This question came up in office hours with my differential topology prof and since then I've almost settled on an answer.
The question was whether we could write $\mathbb{R} P^3$ as a fiber bundle with base space $\mathbb{R} P^2$. We spent a few moments thinking about it before deciding it wasn't relevant to the conversation at hand and moved on. Since then I've done some reading and become aware of a result that says if $M, N$ are compact and connected smooth manifolds and $f:M\rightarrow N$ is a submersion, then the fibers of $f$ are all diffeomorphic to a manifold $F$, and this gives rise to a fibre bundle with total space $M$, fiber $F$ and base $N$. Following that, I wrote a function
$$f: \mathbb{R}P^3 \rightarrow \mathbb{R}P^2$$
defined on homogeneous coordinates by
$$(x,y,z,w) \mapsto (x,y,z).$$
$f$ is well-defined, smooth, and unless I've made a silly mistake in calculating Jacobians it's also a submersion. Now, I'm having trouble understanding what the preimage $f^{-1}(p)$ for $p \in \mathbb{R}P^2$ is. Is it simply $\mathbb{R}$ or is it something more complicated than that?

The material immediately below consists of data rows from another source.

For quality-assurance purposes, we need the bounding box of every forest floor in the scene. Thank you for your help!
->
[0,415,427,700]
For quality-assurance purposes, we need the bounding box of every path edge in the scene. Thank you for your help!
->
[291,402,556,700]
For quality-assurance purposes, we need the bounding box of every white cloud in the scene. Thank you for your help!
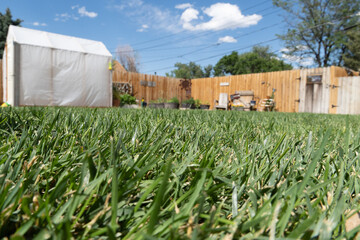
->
[108,0,180,32]
[32,22,47,27]
[54,13,79,22]
[54,5,98,22]
[175,3,193,9]
[136,24,149,32]
[181,3,262,31]
[112,0,144,11]
[218,36,237,43]
[180,8,199,24]
[78,7,98,18]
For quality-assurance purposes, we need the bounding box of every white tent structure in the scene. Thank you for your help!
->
[3,26,112,107]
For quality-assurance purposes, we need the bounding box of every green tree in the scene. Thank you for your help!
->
[166,62,212,79]
[214,46,292,76]
[0,8,23,59]
[344,27,360,71]
[273,0,360,67]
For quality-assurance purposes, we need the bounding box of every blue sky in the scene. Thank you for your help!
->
[0,0,296,75]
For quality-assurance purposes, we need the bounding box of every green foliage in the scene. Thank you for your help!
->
[120,94,136,106]
[214,46,292,76]
[167,97,179,103]
[0,8,23,59]
[0,108,360,239]
[273,0,360,67]
[166,62,212,79]
[344,28,360,71]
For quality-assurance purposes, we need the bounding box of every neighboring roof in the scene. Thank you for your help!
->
[8,25,112,56]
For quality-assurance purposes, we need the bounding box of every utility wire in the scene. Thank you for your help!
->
[143,12,360,72]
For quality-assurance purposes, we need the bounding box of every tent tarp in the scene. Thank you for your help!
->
[8,26,112,57]
[5,26,112,107]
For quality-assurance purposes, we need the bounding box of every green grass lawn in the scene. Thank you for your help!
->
[0,108,360,239]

Let $f:S^3 \to S^2$ be the Hopf map, and $\pi:S^3 \to \mathbf{RP}^{2}$ the composition with the projection $S^2 \to \mathbf{RP}^{2}$. The map $\pi$ sends antipodes of $S^{3}$ to the same place (since the Hopf map collepses equatorial circles), so $\pi$ factors through the projection $S^{3} \to \mathbf{RP}^{3}$. It's "clear" this expresses $\mathbf{RP}^{3}$ as a bundle over $\mathbf{RP}^{2}$ whose fibres are pairs of circles.
Added in edit: I couldn't get @Sanath Devalapurkar's idea (using $SO(3)$) to work, probably because the fibres aren't subgroups, but it did suggest an alternative, and arguably more geometric/elementary construction. View $\mathbf{RP}^{3} \simeq SO(3)$ as the total space $US^{2}$ of the unit circle bundle over $S^2$. (The first column $A_{1}$ of a matrix $A$ in $SO(3)$ is a unit vector, a.k.a., point of $S^2$, and the second column $A_{2}$ is an orthogonal unit vector, a.k.a., a unit tangent vector at $A_{1}$; since $\det A = 1$, these columns uniquely determine $A_{3} = A_{1} \times A_{2}$.) The fibration $US^{2} \to \mathbf{RP}^{2}$ in question is the projection $US^{2} \to S^2$ followed by the quotient $S^2 \to \mathbf{RP}^{2}$; the fibre over a point $[p]$ in $\mathbf{RP}^{2}$ is the pair of unit circles over the antipodal points $\{p, -p\}$ of $S^2$.